Aslında dizinin kıvrımlarından çıkartılması ve ciddi bir şekilde üstünde durulması gereken dersler var. Anlatılan tek düze bir aşk hikayesi ya da bir ailenin basit bir öyküsü değil. Arka plana hakim olan, defalarca üzerinden geçilen bir tema var. Dizi öteki üzerinden hayat buluyor. Yaşananların onun hayatına nasıl yön verdiğini, kendi geleceğini bir türlü arzu ettiği şekilde ele alamamasının nedenlerini, zoraki bir kimlik bunalımına itildiğini anlatıyor sahne aralarında. Bazen çarpıcı bir şekilde net, bazen de okumasını bilene, üstü kapalı…
İstanbul Kulüp yörüngesi içine giren her kişi kendini tanıma anlamında sorunlu. Devletin yüksek emellerini temsil eden bir karakteri canlandıran Kürşat’tan, ne tarafa gideceğine bir tür karar veremeyen Raşel’e veya Orhan’a, Çelebi’ye, Bünyamin’e kadar bu böyle.
Zengin olmak başarılı olmak için yeterli değildir. Bunun için, nüfuz sahibi yerlerde tanıdıklarınızın olması, onlarla bir alış-veriş ilişkisi içine girmeniz gerekir. Kürşat böyle bir karakter. Geçmişini saklayıp saklamamak arasında gidip gelen Orhan’ın yaşamına el koyacak kadar güçlü veya Orhan, kendisini Kürşad’ın kollarına bırakacak kadar zayıf…
Bağnaz, hesabi bir milliyetçilik sosu ile zenginleştirilmiş Kürşat devletin şefkatli olması beklenen yüzünü soğutuyor başarılı bir şekilde. Kürşatların hala aramızda dolaşmadığını kim söyleyebilir? “Senin olan her şey benimdir veya benim olmalıdır”, eş deyişle, “Sen benimsin ve geleceğine ben karar veririm” demek, öteki olana hayat hakkı tanımamaktan, onu köleleştirmekten başka bir şey değil. Köşeye sıkıştırılmış olmanın tarif edilmez çaresizliği çok başarılı bir şekilde aksettirilmiş, Orhan ile Kürşat arasındaki o sahnede…
Orhan’ın Niko ile giriştiği sınavda Kürşat’ın zorlamalarının olduğu açıkken, Raşel’in İsmet ile gitmekten vazgeçip kısa süre önce kavuştuğu annesine dönmesi neyi ifade eder? Ciğerleri yakan, gönülleri parçalayan pogromun dişlilerinin yendiği bir aşk hikayesi olarak mı görmek gerekir Raşel’in kararını? Yoksa anne ya da aile sıcaklığının maceralı bir yolculuğa tercih edilmesi midir sadece?
Selim’inki de çok zor bir yolculuktur, şüphesiz.
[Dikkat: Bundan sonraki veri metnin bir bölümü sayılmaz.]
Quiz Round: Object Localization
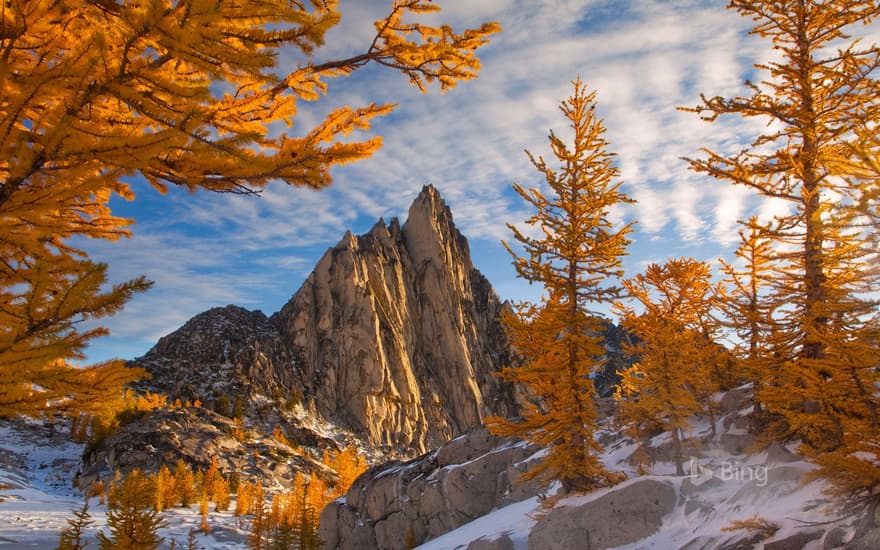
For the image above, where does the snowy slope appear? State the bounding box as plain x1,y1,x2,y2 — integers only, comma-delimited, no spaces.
418,398,854,550
0,396,868,550
0,420,246,550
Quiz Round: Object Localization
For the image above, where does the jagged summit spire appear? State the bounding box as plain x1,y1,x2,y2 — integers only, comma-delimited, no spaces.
407,183,452,229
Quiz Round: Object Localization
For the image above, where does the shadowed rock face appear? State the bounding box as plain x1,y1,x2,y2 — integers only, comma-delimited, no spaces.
272,186,513,458
131,305,300,405
132,186,515,457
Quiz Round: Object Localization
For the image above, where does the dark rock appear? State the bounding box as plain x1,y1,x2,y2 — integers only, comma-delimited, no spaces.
320,428,538,550
844,528,880,550
822,526,851,550
764,531,824,550
529,479,676,550
467,534,514,550
78,407,336,487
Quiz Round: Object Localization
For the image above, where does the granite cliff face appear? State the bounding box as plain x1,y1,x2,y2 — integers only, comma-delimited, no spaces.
133,186,515,457
271,186,513,452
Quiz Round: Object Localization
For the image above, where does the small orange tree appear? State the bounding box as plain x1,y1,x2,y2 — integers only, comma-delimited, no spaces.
615,258,718,475
487,79,632,492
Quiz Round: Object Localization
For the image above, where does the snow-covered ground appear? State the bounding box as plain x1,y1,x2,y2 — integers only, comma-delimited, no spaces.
0,421,247,550
418,402,852,550
0,402,868,550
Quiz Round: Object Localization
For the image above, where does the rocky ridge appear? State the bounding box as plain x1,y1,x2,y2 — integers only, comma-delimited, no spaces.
272,186,515,452
125,186,516,458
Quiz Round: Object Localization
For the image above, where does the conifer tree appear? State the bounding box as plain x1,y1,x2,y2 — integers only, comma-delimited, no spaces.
174,458,196,508
615,258,717,475
0,0,499,416
56,499,93,550
720,217,792,414
153,464,177,512
691,0,880,492
98,470,165,550
487,79,631,491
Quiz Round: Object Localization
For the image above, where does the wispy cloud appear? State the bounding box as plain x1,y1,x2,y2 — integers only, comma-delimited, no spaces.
75,0,876,364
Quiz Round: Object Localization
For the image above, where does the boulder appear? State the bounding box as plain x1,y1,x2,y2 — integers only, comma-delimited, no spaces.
529,479,676,550
320,427,539,550
844,528,880,550
764,531,824,550
467,534,514,550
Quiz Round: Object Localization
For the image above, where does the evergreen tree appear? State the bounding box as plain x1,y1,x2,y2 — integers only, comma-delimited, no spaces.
615,258,718,475
487,80,631,492
691,0,880,491
174,458,197,508
56,499,93,550
0,0,499,416
98,470,165,550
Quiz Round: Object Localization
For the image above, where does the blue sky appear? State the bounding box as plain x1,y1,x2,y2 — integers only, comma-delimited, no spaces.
79,0,880,361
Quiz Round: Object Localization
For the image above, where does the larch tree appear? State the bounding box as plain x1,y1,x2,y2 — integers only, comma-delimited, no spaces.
719,217,793,419
690,0,880,498
615,258,719,475
98,470,166,550
0,0,499,416
690,0,880,494
487,79,632,492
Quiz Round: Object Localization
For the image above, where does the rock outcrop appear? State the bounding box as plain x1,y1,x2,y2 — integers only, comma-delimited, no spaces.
529,479,677,550
272,186,514,456
132,186,515,458
320,428,540,550
77,407,338,489
131,305,300,406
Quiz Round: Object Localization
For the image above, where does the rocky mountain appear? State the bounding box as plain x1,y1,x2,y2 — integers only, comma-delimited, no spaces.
132,186,516,457
272,186,513,458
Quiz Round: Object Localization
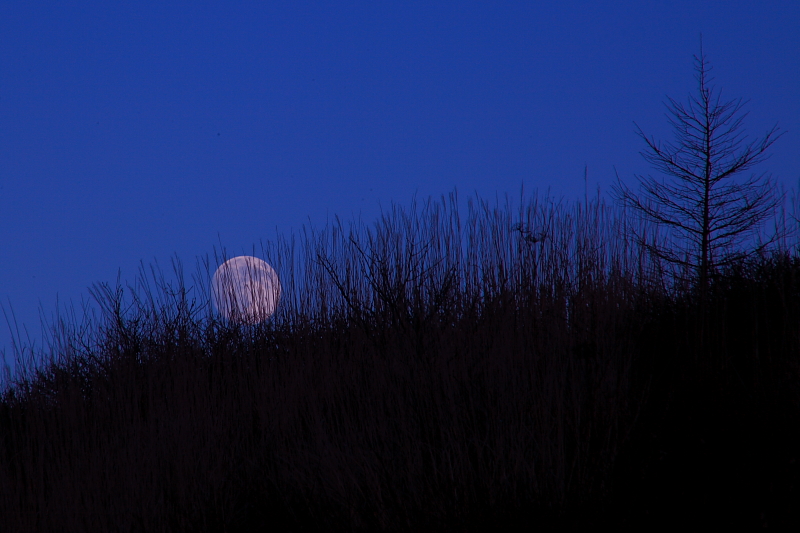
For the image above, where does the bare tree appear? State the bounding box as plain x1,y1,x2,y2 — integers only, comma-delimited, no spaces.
614,44,783,295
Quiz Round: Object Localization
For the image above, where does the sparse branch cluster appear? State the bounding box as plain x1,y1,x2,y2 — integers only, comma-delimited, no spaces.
614,50,784,290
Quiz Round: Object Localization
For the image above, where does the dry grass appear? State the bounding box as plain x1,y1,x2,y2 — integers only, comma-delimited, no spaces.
0,189,800,532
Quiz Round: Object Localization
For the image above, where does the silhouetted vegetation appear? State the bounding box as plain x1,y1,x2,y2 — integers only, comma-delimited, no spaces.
0,189,800,532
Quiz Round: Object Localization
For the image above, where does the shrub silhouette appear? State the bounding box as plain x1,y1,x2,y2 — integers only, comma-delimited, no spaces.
0,189,800,531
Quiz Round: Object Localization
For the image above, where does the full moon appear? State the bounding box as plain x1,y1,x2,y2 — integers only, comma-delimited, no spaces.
212,255,281,325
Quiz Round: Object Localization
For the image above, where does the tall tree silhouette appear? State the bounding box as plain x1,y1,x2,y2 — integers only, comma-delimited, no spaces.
613,44,783,297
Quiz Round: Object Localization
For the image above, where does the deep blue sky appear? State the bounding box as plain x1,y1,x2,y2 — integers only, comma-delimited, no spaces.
0,0,800,374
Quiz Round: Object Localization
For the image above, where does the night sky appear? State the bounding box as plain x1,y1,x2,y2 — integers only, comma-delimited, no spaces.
0,0,800,374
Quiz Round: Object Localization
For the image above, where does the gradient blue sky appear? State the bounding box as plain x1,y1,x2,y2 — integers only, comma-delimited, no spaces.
0,0,800,374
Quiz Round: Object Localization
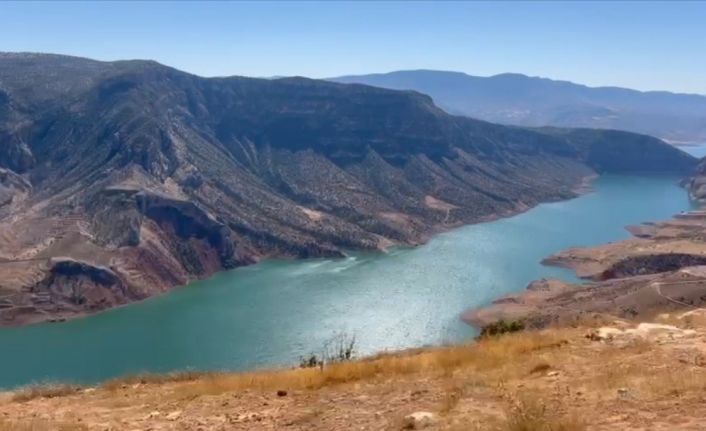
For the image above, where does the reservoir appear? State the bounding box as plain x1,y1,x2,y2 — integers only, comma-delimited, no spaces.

Gerçek hayattan biraz kopuk, romantik, bir o kadar naif bir karakter Selim… Uzun zaman önce farkına vardığı ancak İstanbul Kulüp’te açık edecek cesareti bulduğu gey kimliğini taşımanın kendisine yüklediği zorlukları aşmaya çalışan sanatçı bir kişilik… Yaratıcılığı ile kendisine biçilmeye çalışılan çerçeve arasında sıkışan ancak bunu ret eden, bunla mücadele eden iyi biri. Tıpkı asil duruşu ile farklılık yaratan, benzer mücadelesi ile taktir toplayan Matilda gibi.
Çizilmiş tüm karakterler insandaki zayıf noktaları ve yaşam içinde savrulurken durmayı arzu ettiği yeri hak etmek için verdiği savaşı çok başarılı bir şekilde anlatıyor. Olaylar da yalın bir şekilde aktarılıyor. Elbette ki keyifli birkaç saat geçirmek için tasarlanan böylesi anlatıların tarihi aksettiren bir belgesel olarak algılanmaması gerekir. Dolayısı ile, diziye bu anlamda getirilen eleştirilerin yerinde olmadığını düşünenlerdenim. Elbette ki konu daha uzatılabilir, o günlerin İstanbul’unda yaşanan kimlik savaşları daha derinlemesine verilebilirdi. Ancak bunun sonu yok…
Varlık Vergisini, pogromu öğrenmenin adresi değildir Kulüp… Ancak bir ışık yaktığı doğrudur. O ışığı kaynağına dek takip etmek, ondan feyiz almak ise izleyicinin sorumluluğudur. Bu sorumluluk kişinin kendisi ile de sınırlı değildir. Yarını borçlandığımız nesillere toplumun temelinde duran gerçeklerin anlatılması, elden ele aktaracağımız mirasın asaletini oluşturur. Geçmişle yüzleşmeden gelecek nasıl inşa edilebilir?